Constants for programming GRC entities can be found in type pool grfn0_c_entity.

*&---------------------------------------------------------------------*
*& Report zsapdev_grc_api
*&---------------------------------------------------------------------*
*& Working with GRC Entity APIs - the basics
*&---------------------------------------------------------------------*
*& Author: Attila Berencsi, sapdev.eu
*& github.com/attilaberencsi
*&---------------------------------------------------------------------*
REPORT zsapdev_grc_api.

PARAMETERS:
  p_entity TYPE grfnentity-entity_id OBLIGATORY DEFAULT 'RISK', "Entity ID (Name)
  p_obj_id TYPE c LENGTH 32 OBLIGATORY DEFAULT '59999999'. "Entity key

START-OF-SELECTION.

  TRY.
      "---GENREIC API CODING---

      "GRC API Object ID is combination of the entity ID + a key value (NUMBER / GUID)
      DATA(grc_object_id) = CONV grfn_api_object_id( |{ p_entity }{ cl_grfn_api_ident=>c_separator_entity }{ p_obj_id }| ).

      "Get Entity ID from Object ID
      DATA(entity_id) = cl_grfn_api_ident=>get_entity_id( grc_object_id ).

      "Initialise transaction buffer of entity changes
      DATA(session) = cl_grfn_api_session=>open_daily( )."cl_grfn_api_session

      "Instantiate an API class of the given entity configured in SM30 GRFNVENTITY
      DATA(api_basis_if) = session->get( iv_object_id = grc_object_id ). "CL_GRRM_API_RISK implementing if_grfn_api_basis

      "All the entity API classes inherit from base class CL_GRFN_API_BASIS, which provides some basic features
      " like Managing notes attached to variety of entities.
      DATA(api_basis) = CAST cl_grfn_api_basis( api_basis_if ).

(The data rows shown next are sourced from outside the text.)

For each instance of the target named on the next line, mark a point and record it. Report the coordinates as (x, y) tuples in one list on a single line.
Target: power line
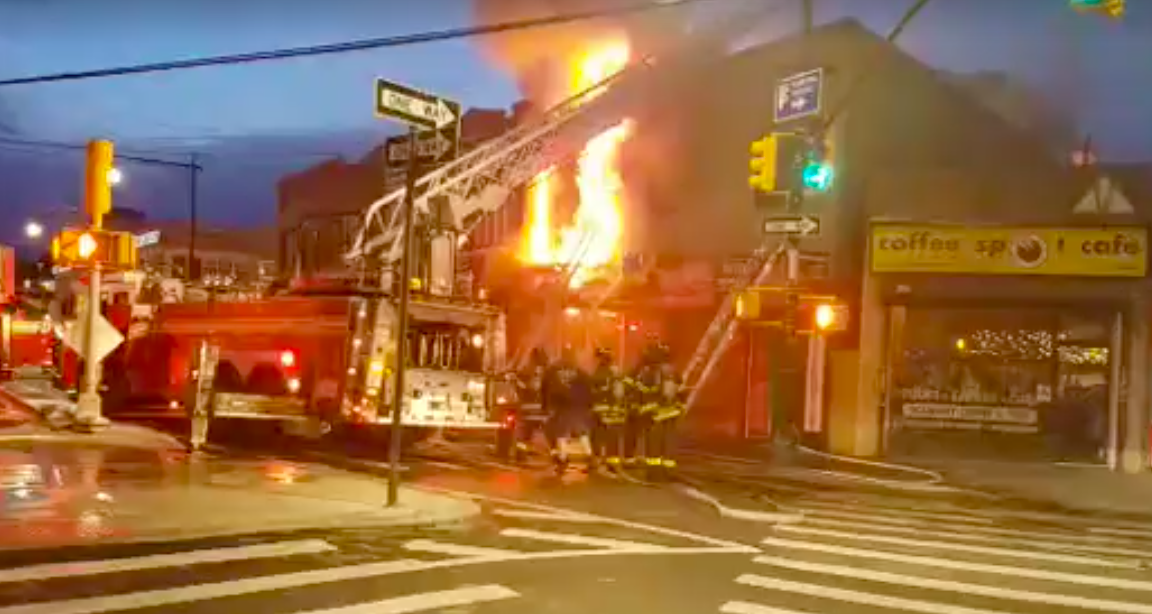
[(419, 38)]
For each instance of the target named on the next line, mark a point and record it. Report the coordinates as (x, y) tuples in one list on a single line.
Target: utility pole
[(192, 167), (98, 203), (406, 274)]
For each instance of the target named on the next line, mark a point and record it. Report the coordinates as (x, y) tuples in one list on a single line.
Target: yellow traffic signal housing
[(98, 180), (763, 165), (80, 248)]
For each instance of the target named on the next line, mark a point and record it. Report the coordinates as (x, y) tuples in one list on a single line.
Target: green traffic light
[(817, 176)]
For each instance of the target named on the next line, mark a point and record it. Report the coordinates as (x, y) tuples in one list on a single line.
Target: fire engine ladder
[(722, 330), (480, 181)]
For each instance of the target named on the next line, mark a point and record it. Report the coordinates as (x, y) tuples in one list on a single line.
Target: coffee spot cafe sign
[(1119, 251)]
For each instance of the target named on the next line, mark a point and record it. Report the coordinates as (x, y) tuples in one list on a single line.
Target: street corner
[(739, 502)]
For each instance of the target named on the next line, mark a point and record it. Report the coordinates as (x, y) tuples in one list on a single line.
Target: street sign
[(800, 96), (791, 225), (432, 146), (414, 107)]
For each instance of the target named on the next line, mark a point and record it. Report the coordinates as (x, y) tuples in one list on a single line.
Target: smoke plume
[(538, 58)]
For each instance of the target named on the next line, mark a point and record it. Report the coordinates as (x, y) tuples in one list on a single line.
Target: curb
[(414, 518), (751, 515)]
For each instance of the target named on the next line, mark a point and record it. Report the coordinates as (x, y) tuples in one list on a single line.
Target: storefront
[(1006, 343)]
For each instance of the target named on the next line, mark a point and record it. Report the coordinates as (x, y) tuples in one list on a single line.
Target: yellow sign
[(1109, 252)]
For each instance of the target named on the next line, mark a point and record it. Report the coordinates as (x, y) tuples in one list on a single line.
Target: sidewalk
[(131, 484), (1068, 487)]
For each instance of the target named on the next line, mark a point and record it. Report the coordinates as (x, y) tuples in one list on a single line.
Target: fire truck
[(318, 364)]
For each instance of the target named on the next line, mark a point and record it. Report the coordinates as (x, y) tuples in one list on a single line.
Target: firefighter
[(532, 411), (611, 410), (654, 408), (569, 407), (662, 418)]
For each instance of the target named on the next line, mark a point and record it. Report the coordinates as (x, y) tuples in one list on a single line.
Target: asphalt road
[(593, 544)]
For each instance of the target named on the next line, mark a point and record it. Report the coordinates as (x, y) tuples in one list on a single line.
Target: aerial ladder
[(482, 181)]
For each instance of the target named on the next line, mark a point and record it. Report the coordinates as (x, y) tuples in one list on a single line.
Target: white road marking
[(442, 464), (963, 566), (733, 546), (454, 550), (1052, 556), (744, 607), (580, 540), (528, 514), (914, 524), (1143, 533), (1002, 536), (235, 588), (858, 597), (937, 584), (887, 514), (158, 561), (427, 600)]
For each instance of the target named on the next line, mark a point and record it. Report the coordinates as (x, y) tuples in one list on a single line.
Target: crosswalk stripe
[(914, 523), (580, 540), (217, 590), (1053, 556), (158, 561), (1121, 532), (1012, 538), (455, 550), (858, 597), (963, 566), (531, 515), (887, 513), (427, 600), (937, 584), (744, 607)]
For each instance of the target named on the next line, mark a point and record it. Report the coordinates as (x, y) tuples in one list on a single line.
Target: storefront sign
[(948, 416), (946, 249)]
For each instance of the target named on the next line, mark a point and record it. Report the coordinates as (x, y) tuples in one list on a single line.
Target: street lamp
[(33, 229)]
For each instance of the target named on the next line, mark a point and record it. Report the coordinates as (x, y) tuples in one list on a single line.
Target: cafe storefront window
[(1001, 383)]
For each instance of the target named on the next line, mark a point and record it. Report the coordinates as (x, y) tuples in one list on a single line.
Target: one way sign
[(791, 225), (414, 107)]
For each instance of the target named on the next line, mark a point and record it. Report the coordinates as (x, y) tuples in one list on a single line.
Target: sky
[(252, 123)]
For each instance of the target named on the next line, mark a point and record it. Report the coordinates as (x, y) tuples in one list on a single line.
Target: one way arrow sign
[(791, 225), (415, 107)]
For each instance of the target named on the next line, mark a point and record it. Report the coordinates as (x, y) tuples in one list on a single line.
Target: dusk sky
[(256, 122)]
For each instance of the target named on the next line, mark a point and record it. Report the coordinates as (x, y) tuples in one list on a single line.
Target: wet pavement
[(570, 545), (62, 494)]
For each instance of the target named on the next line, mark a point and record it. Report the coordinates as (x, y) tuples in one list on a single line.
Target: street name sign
[(414, 107), (791, 225), (432, 146), (800, 96)]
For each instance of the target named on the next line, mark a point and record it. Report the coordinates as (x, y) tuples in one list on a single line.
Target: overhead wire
[(400, 40)]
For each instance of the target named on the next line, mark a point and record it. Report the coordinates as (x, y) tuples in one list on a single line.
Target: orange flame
[(592, 242)]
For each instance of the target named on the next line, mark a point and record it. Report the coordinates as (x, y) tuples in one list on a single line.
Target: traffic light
[(818, 171), (1111, 8), (98, 177), (763, 165), (788, 321), (83, 248)]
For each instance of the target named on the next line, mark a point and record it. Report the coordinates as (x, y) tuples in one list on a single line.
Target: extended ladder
[(722, 330), (480, 181)]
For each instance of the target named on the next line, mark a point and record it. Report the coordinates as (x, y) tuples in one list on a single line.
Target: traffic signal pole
[(98, 202)]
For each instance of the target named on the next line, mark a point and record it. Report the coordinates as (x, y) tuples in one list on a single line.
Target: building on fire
[(993, 312)]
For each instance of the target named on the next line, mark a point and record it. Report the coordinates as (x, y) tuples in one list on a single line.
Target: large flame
[(592, 241)]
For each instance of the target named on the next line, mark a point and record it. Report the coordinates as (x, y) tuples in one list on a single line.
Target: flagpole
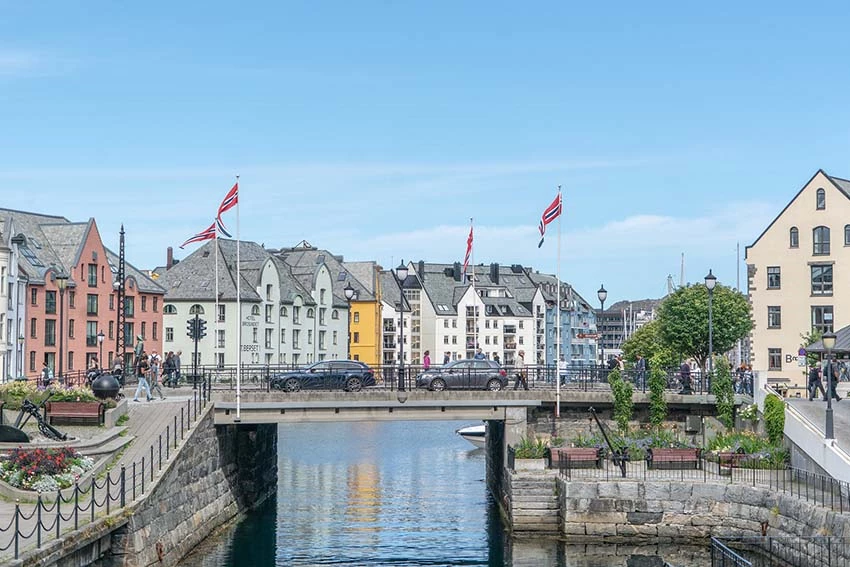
[(238, 319), (558, 318), (474, 296)]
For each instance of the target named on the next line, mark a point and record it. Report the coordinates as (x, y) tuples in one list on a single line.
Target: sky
[(377, 130)]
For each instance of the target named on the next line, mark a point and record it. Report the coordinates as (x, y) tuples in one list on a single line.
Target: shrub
[(774, 419), (530, 449)]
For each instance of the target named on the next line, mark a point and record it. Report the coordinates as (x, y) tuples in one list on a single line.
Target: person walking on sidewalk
[(519, 369), (141, 373)]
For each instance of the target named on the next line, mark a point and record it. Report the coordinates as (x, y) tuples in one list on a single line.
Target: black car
[(348, 375), (464, 375)]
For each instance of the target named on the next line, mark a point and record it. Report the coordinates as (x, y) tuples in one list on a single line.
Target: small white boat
[(475, 434)]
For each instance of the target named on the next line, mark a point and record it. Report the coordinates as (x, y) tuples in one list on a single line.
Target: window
[(774, 317), (820, 240), (91, 304), (49, 332), (822, 318), (821, 279), (91, 333), (49, 302), (773, 277), (774, 359)]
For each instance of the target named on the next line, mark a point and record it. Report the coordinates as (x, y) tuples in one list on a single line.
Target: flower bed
[(44, 470)]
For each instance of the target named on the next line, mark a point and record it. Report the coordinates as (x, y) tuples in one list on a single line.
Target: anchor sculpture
[(16, 434)]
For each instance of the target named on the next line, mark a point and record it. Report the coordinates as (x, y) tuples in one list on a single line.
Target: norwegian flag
[(207, 234), (552, 212), (468, 251), (230, 200)]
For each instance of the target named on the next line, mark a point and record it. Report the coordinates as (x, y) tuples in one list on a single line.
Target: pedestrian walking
[(520, 371), (142, 368)]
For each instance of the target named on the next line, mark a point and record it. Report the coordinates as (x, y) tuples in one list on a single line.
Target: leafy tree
[(647, 341), (623, 404), (683, 319), (724, 394)]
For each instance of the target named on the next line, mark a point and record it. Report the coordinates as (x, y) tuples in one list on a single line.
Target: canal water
[(404, 494)]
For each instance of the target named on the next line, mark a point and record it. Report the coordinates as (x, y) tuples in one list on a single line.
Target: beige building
[(799, 275)]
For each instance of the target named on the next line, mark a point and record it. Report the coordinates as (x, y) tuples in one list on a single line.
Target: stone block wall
[(218, 474)]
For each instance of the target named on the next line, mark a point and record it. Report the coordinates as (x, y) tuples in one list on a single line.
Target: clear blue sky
[(377, 129)]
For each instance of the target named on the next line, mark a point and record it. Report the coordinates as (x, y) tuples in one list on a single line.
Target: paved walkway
[(149, 424)]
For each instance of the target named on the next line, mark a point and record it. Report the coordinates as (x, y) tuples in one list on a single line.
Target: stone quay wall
[(218, 474)]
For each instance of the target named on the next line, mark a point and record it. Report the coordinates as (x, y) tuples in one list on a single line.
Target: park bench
[(575, 457), (78, 412), (673, 458)]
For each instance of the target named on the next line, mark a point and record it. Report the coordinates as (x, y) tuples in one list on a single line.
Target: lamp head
[(710, 281), (401, 272), (828, 341)]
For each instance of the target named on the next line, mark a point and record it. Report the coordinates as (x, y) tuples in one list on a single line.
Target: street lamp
[(828, 344), (61, 283), (349, 295), (100, 337), (710, 282), (602, 294), (401, 275)]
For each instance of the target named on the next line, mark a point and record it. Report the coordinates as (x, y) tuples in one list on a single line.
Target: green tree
[(648, 342), (683, 319)]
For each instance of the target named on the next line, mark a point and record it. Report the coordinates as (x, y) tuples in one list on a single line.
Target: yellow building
[(798, 271)]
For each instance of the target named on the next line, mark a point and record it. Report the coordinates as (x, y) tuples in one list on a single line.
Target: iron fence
[(768, 551), (68, 509)]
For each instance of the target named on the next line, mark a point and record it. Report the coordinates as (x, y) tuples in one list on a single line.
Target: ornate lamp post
[(710, 282), (349, 295), (61, 283), (100, 337), (400, 276), (829, 344), (602, 294)]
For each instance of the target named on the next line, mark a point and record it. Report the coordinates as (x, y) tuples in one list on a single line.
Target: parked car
[(464, 375), (348, 375)]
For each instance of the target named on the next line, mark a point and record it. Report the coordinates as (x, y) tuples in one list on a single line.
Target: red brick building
[(73, 319)]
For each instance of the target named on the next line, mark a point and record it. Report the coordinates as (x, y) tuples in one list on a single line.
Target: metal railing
[(767, 551), (52, 515)]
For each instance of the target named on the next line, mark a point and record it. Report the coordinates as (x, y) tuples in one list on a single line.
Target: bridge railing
[(541, 377), (31, 525)]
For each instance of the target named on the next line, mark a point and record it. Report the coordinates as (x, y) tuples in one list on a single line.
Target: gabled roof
[(843, 185)]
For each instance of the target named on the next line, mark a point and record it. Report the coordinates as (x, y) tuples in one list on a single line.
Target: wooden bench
[(673, 458), (575, 457), (76, 411)]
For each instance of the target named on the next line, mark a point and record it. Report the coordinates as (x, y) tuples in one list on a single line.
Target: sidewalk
[(147, 426)]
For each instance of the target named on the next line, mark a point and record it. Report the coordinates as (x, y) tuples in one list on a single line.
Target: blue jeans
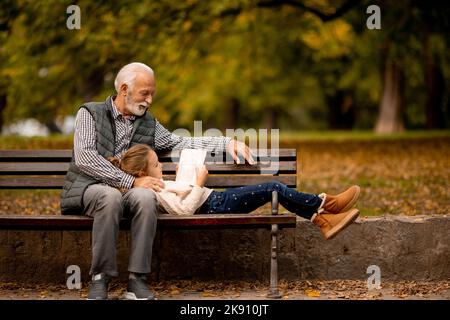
[(248, 198)]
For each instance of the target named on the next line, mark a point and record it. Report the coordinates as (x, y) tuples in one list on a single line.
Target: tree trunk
[(232, 113), (271, 117), (435, 83), (390, 117)]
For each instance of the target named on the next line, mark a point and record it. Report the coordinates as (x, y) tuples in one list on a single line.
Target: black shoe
[(98, 289), (137, 289)]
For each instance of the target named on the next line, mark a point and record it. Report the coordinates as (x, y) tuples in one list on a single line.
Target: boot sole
[(131, 296), (354, 213), (352, 202)]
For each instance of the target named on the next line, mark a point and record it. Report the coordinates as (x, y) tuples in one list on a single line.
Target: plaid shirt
[(94, 165)]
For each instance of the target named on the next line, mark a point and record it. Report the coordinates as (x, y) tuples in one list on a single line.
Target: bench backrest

      DATA(note_api) = api_basis->if_grfn_api_basis~get_notes_history_api( ).

      note_api->add(
        iv_text          = |Comment 4|
        iv_regulation_id = if_grfn_api_regulation=>gc_gen_reg_rm
      ).


      "---ENTITY SPECIFIC API CODING---
      DATA(risk_if) = CAST if_grrm_api_risk( api_basis_if ).
      risk_if->retrieve(
        EXPORTING
          iv_editable = abap_true "select for update (lock)
        IMPORTING
          es_risk_data    = DATA(risk_data)
          es_risk_status  = DATA(risk_status)
          es_risk_attr    = DATA(risk_attr)
      ).

      risk_data-risk_title = |Yogi Bear|.

      risk_if->update(
        EXPORTING
          is_risk_data        = risk_data
          iv_full_check       = abap_false
      ).

      "Persist transaction =  invokes all API Model classes registered in the session to save data
      session->save( ).
      session->close( )."Useless

    CATCH cx_grfn_exception INTO DATA(ex_api). " Generic GRC API exception
      DATA(messages) = ex_api->status.
      BREAK-POINT.
  ENDTRY.


  "Not all entities have human readable IDs however, like Cases. The Object ID contains the entity ID+GUID combo, this method returns You the GUID
  "DATA(guid) = cl_grpc_api_services=>get_guid( object_id ).

Look in and around the API classes what else You can do with an entity, like queries, actions and validations.